Adherence clubs are another important option. We have long been pushing for PLHIV to be able to join functional adherence clubs that not only make ARV collection quicker, but also allow PLHIV to join discussions as an opportunity to get the much-needed treatment literacy information and peer-support they may require to support them to remain adherent.
The data collected through Ritshidze shows mixed results around Adherence Clubs. 91% of adherence club members say they do make it quicker than waiting at the clinic and overall, PLHIV using clubs have a reasonably high satisfaction level.
However 27% of adherence club members said that they did not get information about the importance of adherence, did not know, or only got information at the first meeting. 30% of PLHIV reported that club meetings lasted less than 30 minutes — which also points to clubs being a pick up point rather than a space for discussion and peer support. Just over 25% of adherence club members do not get peer support from adherence clubs (18.6% state they do not get support and 6.7% state they do not know if they get support which points to a lack of peer support).

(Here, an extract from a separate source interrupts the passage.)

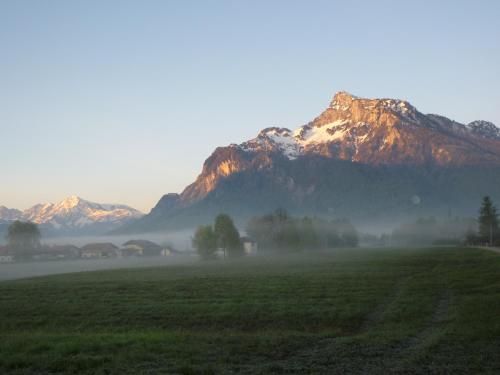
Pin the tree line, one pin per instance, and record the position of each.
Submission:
(488, 232)
(277, 231)
(281, 232)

We maintain that functional adherence clubs play an important role in providing adequate treatment literacy information to ensure PLHIV stay on treatment and that these should not be simply cancelled in light of COVID-19. We need to work together to find safe solutions during the pandemic to ensure that PLHIV are still able to gain the benefits from these options.
So what can the Department of Health and PEPFAR do?
- Get more people using repeat prescription collection strategies! Scale up to reach 60% of all PLHIV and ensure 25% are accessing treatment from a community-model and 20% from an Adherence Club.
- Carry out an audit into the functionality of adherence clubs together and urgently fix those that are not fulfilling their function properly (we outline the requirements for a functional adherence club in the People’s COP21)
This data set was presented to the Operation Phuthuma meeting on 5th March 2021. You can view the full presentation here.
Please note: data related to the Western Cape has been excluded from the presentation and blog. This is whilst ongoing discussions with the Western Cape provincial department of health continue in order to allow for Ritshidze to proceed with monitoring. Until this negotiation has concluded, Western Cape DOH has refused to allow us to engage in monitoring or publish any findings.